Mr. TIM PAWLENTY (Former Republican Governor, Minnesota): When they ask people in these polls, you know, would you vote for X or Pawlenty, half the people being asked don't even know who I am. So we have to first make sure that I introduce myself to voters and then get their support.

ROGERS: But for other candidates, it's not name recognition so much as negative associations that come with the name. Newt Gingrich hopes this debate will help him re-launch a campaign that's reeling from the resignations of all his top staff.

Mr. NEWT GINGRICH (Former Speaker of the House): You know my goal is going to be to say something directly to the American people, not to debate my colleagues, and frankly, not particularly to deal with whatever the news media wants to get into.

ROGERS: And Gingrich won't be the only GOP candidate hopeful who needs some political rebranding. Republican strategist Pat Griffin says much of the field consists of niche candidates.

Mr. GRIFFIN: Fundamentally, we've got a group of candidates who appeal to specific parts of the party, very few of whom can attract independent voters, which they will need in a general election but they will also need to win the New Hampshire primary.

ROGERS: Ron Paul, for instance, enjoys die-hard support from Libertarian-minded voters. Herman Cain and Michele Bachmann each inspire populist Tea Party voters. Rick Santorum does well with social conservatives, but so do several others.

Any one candidate could have a standout debate performance with just a few memorable one-liners. That could shift or consolidate existing pockets of support or attract some new donors with deep pockets of another kind.

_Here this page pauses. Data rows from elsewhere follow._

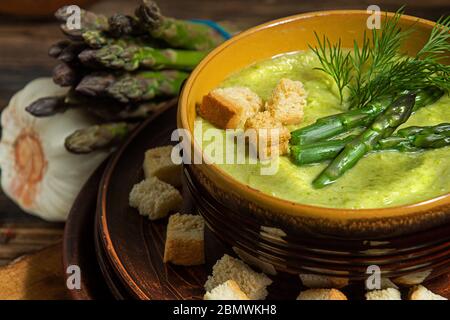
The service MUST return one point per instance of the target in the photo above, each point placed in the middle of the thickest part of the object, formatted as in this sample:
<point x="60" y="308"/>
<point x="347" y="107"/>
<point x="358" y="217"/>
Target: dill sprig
<point x="377" y="69"/>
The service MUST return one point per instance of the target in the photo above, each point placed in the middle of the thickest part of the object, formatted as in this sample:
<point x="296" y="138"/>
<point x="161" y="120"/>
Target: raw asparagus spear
<point x="95" y="84"/>
<point x="88" y="21"/>
<point x="147" y="85"/>
<point x="336" y="124"/>
<point x="142" y="86"/>
<point x="122" y="25"/>
<point x="383" y="126"/>
<point x="406" y="140"/>
<point x="97" y="137"/>
<point x="177" y="33"/>
<point x="133" y="57"/>
<point x="47" y="106"/>
<point x="66" y="76"/>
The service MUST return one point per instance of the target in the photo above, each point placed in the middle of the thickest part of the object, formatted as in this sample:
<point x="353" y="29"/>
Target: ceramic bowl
<point x="263" y="42"/>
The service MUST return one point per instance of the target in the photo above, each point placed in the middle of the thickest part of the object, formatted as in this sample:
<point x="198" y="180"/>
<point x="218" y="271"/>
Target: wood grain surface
<point x="23" y="57"/>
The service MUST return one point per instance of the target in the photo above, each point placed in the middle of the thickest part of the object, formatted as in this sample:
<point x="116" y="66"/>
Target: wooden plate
<point x="78" y="243"/>
<point x="134" y="246"/>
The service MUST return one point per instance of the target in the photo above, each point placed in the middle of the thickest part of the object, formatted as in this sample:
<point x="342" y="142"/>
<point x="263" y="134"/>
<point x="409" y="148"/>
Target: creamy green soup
<point x="382" y="179"/>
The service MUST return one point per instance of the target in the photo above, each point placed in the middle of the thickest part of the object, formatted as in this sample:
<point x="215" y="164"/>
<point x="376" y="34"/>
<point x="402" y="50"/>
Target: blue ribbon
<point x="214" y="25"/>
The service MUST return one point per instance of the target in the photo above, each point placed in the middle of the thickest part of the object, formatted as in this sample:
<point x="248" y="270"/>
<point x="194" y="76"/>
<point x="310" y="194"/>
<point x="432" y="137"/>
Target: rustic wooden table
<point x="23" y="57"/>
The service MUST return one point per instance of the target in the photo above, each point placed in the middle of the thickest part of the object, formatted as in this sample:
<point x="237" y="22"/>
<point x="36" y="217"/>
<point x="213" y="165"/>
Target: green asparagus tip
<point x="322" y="181"/>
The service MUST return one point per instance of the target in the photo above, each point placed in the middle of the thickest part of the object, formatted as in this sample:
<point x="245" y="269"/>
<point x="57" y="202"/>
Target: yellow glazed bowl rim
<point x="221" y="178"/>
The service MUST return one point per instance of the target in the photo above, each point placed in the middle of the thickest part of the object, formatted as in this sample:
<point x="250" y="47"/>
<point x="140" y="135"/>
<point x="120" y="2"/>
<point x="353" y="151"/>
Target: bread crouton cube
<point x="229" y="108"/>
<point x="421" y="293"/>
<point x="287" y="102"/>
<point x="158" y="163"/>
<point x="252" y="283"/>
<point x="185" y="240"/>
<point x="155" y="198"/>
<point x="271" y="136"/>
<point x="384" y="294"/>
<point x="321" y="294"/>
<point x="229" y="290"/>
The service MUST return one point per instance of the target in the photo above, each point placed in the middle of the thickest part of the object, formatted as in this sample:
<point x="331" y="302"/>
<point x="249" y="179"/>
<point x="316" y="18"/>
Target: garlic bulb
<point x="38" y="173"/>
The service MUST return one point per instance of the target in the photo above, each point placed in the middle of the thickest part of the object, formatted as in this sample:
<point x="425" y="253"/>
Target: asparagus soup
<point x="380" y="179"/>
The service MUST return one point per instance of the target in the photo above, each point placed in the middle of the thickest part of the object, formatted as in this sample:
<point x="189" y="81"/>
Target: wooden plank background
<point x="23" y="57"/>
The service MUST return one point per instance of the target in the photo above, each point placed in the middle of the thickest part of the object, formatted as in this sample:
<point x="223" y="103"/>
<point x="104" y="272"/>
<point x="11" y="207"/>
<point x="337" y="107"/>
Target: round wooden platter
<point x="133" y="246"/>
<point x="78" y="242"/>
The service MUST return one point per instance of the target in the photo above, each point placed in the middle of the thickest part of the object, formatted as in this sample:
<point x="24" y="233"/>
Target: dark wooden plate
<point x="134" y="246"/>
<point x="78" y="243"/>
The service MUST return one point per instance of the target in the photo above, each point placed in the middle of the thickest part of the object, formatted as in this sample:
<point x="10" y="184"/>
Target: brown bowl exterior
<point x="287" y="35"/>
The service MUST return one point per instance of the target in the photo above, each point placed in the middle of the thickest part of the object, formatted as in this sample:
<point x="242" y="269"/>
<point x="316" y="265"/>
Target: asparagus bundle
<point x="133" y="57"/>
<point x="383" y="126"/>
<point x="409" y="139"/>
<point x="121" y="69"/>
<point x="142" y="86"/>
<point x="177" y="33"/>
<point x="97" y="137"/>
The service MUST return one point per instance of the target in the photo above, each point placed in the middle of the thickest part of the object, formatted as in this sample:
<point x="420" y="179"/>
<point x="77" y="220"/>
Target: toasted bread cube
<point x="385" y="294"/>
<point x="287" y="102"/>
<point x="229" y="290"/>
<point x="185" y="240"/>
<point x="320" y="282"/>
<point x="321" y="294"/>
<point x="158" y="163"/>
<point x="419" y="292"/>
<point x="229" y="108"/>
<point x="155" y="198"/>
<point x="252" y="283"/>
<point x="270" y="134"/>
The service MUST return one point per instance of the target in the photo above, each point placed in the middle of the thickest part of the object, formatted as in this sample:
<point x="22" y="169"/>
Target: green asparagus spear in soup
<point x="383" y="126"/>
<point x="133" y="57"/>
<point x="409" y="139"/>
<point x="336" y="124"/>
<point x="177" y="33"/>
<point x="98" y="137"/>
<point x="318" y="151"/>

GOP consultant Mike Dennehy says that's a prerequisite for any candidate who hopes to emerge as a Romney alternative.

Mr. DENNEHY: Candidates mired in single digits right now, they need to raise money. And they're not going to be able to raise money if they don't show movement in the polls.

ROGERS: Beyond a bump in the polls, a strong night could also serve another purpose. It would send a message to possible candidates who won't be on stage — people like Rudy Giuliani, Sarah Palin, former Utah Governor Jon Huntsman, and Texas Governor Rick Perry - that it's already too late to get in the game.

But as UNH political scientist Dante Scala notes, it's also possible, perhaps even probable, that this debate changes little.

Professor DANTE SCALA (Department of Political Science, University of New Hampshire): For the volume of words expended on them, these early debates rarely amount to anything resembling a decisive fork in the road.

ROGERS: We'll find out tonight at 8 o'clock Eastern, when this election's first debate in the state that holds the first primary gets underway. It will be broadcast live on CNN.

For NPR News, I'm Josh Rogers in Concord, New Hampshire.